Identification of Wolbachia as the most prevalent bacteria in M. velezangeli symbionts is one of the key finding of this study. However, the authors did not present a comprehensive analysis of this bacteria type, despite the recent studies revealing the presence of Wolbachia in other Heteroptera. A full identification of the Wolbachia strain (or strains) identified in M. velezangeli should be performed, with the use of specific gene sequencing (wsp or ftsZ) followed by a phylogenetical analysis. Data from this study need to be compared with those of recent studies on other Heteroptera with Wolbachia endosymbionts (Gerroidea superfamily in Conjard et al, 2022 PLoS One ; Aphelocheiridae family in Kaczmarczyk-Ziemba & Krepski, 2020 Entomological Science ; Miridae family in Kikuchi & Fukatsu, 2003 Applied and Environmental Microbiology).
A similar phylogenetical confirmation for the 12 other members of the core microbiota (when data on other insect species are available) would strengthen the data presented in this manuscript.
Since the study was performed using whole insect DNA, a confirmation by mean of adult or nymph gut dissection followed by DNA extraction, sequencing and analysis would clearly reinforce author’s conclusions on the core microbiota.
A recent study has determined that partial sequencing of the 16S sequence could lead to imprecise determination of bacteria clades (Johnson et al, 2019 Nature Communication), however authors have focused on the V3-V4 region of 16S rNRA. A possible bias through this partial sequencing should be discussed.
Precisions on the Material and Methods section:
Lines 110-112: Were the nymphs and adults collected on the same plant parts? It should be indicated.
Line 118 : Address for Invitrogen is missing
Line 125: Reference for the QIIME2 software is missing
Precision on the Result section:
Figure 2C and Figure 3B: The heatmap results presented here for Romboutsia are not clear. In figure 2C, Romboutsia is abundant for the first adult sample and in figure 3C this is the opposite (abundant for the two other adult samples).

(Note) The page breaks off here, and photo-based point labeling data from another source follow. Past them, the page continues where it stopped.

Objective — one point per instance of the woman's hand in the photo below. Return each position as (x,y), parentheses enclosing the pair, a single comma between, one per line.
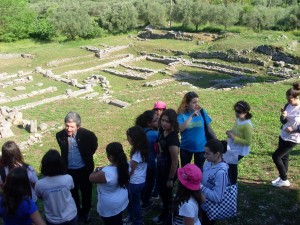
(289,129)
(230,134)
(169,183)
(283,113)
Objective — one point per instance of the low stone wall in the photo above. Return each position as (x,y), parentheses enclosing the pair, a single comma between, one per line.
(234,68)
(128,74)
(66,60)
(127,58)
(29,95)
(69,94)
(148,34)
(24,80)
(226,57)
(217,69)
(164,60)
(277,54)
(5,76)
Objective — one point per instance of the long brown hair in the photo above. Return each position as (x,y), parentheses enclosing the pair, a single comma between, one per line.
(187,98)
(294,91)
(139,142)
(11,155)
(15,190)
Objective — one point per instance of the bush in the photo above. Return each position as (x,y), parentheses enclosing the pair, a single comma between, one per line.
(95,32)
(296,33)
(212,29)
(42,29)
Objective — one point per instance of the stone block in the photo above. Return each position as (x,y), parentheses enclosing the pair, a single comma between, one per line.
(19,88)
(119,103)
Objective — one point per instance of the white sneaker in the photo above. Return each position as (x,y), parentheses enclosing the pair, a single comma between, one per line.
(276,180)
(282,183)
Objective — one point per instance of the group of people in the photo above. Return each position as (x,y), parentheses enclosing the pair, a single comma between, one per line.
(152,168)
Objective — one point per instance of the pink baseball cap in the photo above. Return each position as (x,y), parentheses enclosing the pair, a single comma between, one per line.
(159,105)
(190,176)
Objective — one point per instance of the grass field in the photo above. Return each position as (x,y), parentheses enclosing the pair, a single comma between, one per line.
(258,203)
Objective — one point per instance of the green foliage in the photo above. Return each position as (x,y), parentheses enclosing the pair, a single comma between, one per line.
(229,15)
(259,18)
(15,20)
(291,20)
(119,18)
(42,29)
(296,33)
(71,19)
(95,32)
(151,12)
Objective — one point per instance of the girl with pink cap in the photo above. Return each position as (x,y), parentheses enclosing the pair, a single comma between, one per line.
(188,200)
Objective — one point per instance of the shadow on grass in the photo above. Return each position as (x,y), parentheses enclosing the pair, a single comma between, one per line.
(206,78)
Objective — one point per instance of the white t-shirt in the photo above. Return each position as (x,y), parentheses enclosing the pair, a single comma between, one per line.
(187,209)
(112,199)
(59,204)
(139,174)
(32,179)
(293,120)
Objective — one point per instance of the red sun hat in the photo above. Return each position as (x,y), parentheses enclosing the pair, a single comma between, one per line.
(190,176)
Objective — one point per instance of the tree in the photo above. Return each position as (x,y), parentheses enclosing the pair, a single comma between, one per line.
(230,14)
(71,19)
(15,20)
(119,18)
(259,18)
(151,12)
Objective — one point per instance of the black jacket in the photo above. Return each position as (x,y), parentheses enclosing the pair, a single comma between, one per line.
(87,143)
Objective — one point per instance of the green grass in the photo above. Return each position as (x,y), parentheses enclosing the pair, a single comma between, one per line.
(259,202)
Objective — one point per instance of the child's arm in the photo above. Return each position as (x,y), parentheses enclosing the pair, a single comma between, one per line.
(98,176)
(188,221)
(247,130)
(174,164)
(133,165)
(37,219)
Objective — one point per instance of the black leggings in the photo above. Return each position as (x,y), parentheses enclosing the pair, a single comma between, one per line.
(233,171)
(113,220)
(281,157)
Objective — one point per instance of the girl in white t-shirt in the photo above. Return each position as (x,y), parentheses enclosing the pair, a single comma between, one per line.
(188,199)
(289,136)
(111,183)
(239,139)
(12,158)
(136,137)
(55,190)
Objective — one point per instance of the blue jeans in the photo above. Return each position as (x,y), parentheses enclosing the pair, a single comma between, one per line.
(186,157)
(281,157)
(71,222)
(134,206)
(150,182)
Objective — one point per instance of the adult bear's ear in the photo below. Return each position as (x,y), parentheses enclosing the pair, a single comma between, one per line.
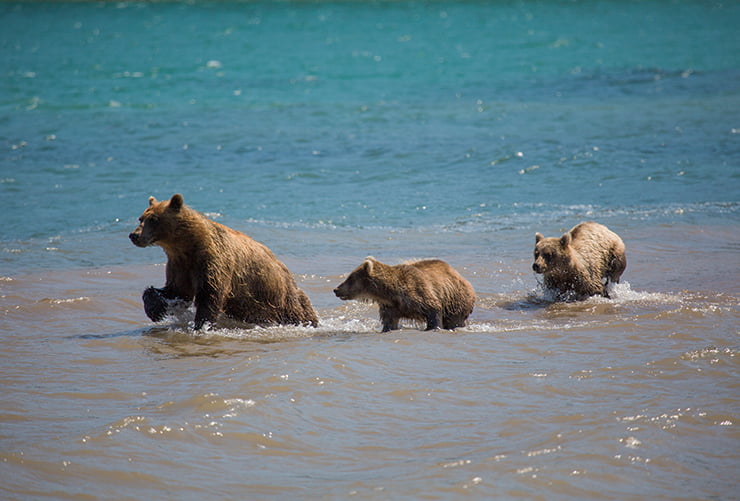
(565,240)
(176,202)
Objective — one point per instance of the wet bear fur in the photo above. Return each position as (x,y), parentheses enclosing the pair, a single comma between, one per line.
(220,269)
(430,291)
(582,262)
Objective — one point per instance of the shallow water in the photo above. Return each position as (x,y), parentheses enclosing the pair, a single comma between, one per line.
(333,131)
(622,398)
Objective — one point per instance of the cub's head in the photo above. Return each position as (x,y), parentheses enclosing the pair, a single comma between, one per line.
(359,283)
(550,253)
(158,221)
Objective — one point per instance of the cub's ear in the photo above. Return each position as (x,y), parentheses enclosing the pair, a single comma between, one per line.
(176,202)
(368,264)
(565,240)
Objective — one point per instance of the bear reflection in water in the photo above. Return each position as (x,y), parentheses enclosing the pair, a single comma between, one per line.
(219,269)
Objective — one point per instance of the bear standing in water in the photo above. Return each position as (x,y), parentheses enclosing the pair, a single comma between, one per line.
(582,262)
(222,270)
(430,291)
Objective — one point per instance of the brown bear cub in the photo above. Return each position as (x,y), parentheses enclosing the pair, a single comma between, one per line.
(222,270)
(582,262)
(430,291)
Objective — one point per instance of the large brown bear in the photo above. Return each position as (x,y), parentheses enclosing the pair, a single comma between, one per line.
(222,270)
(582,262)
(430,291)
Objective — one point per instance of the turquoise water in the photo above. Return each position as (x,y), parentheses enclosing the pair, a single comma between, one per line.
(397,115)
(335,130)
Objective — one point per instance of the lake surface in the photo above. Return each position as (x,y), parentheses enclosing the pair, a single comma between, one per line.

Suggestion on the Result section: The two types of green colors used in Figure 3 for Chlorobi and Tenericutes are very similar and could lead to misinterpretation of a similar profile between two samples: Adult1 and Nymph2 when in fact the two samples are very different. I suggest to use more distinct shades of green or different colors.
Precision on the Supplementary data:
The tables S1 to S6 present in the column 8 the P-values obtained with the Mann-Whitney test for Adult vs Nymphs. These P-values have variable numbers after the dot and some P-values are equal to 1 (is it an approximate value?). For all P-values, it would be important to normalize the number of decimals after the dot for all the bacterial clades.
Genus/species names should all be in italics in the columns 3/4/5 of Table 3, in the figure legend of Figure 1 and in the first column of Table S6.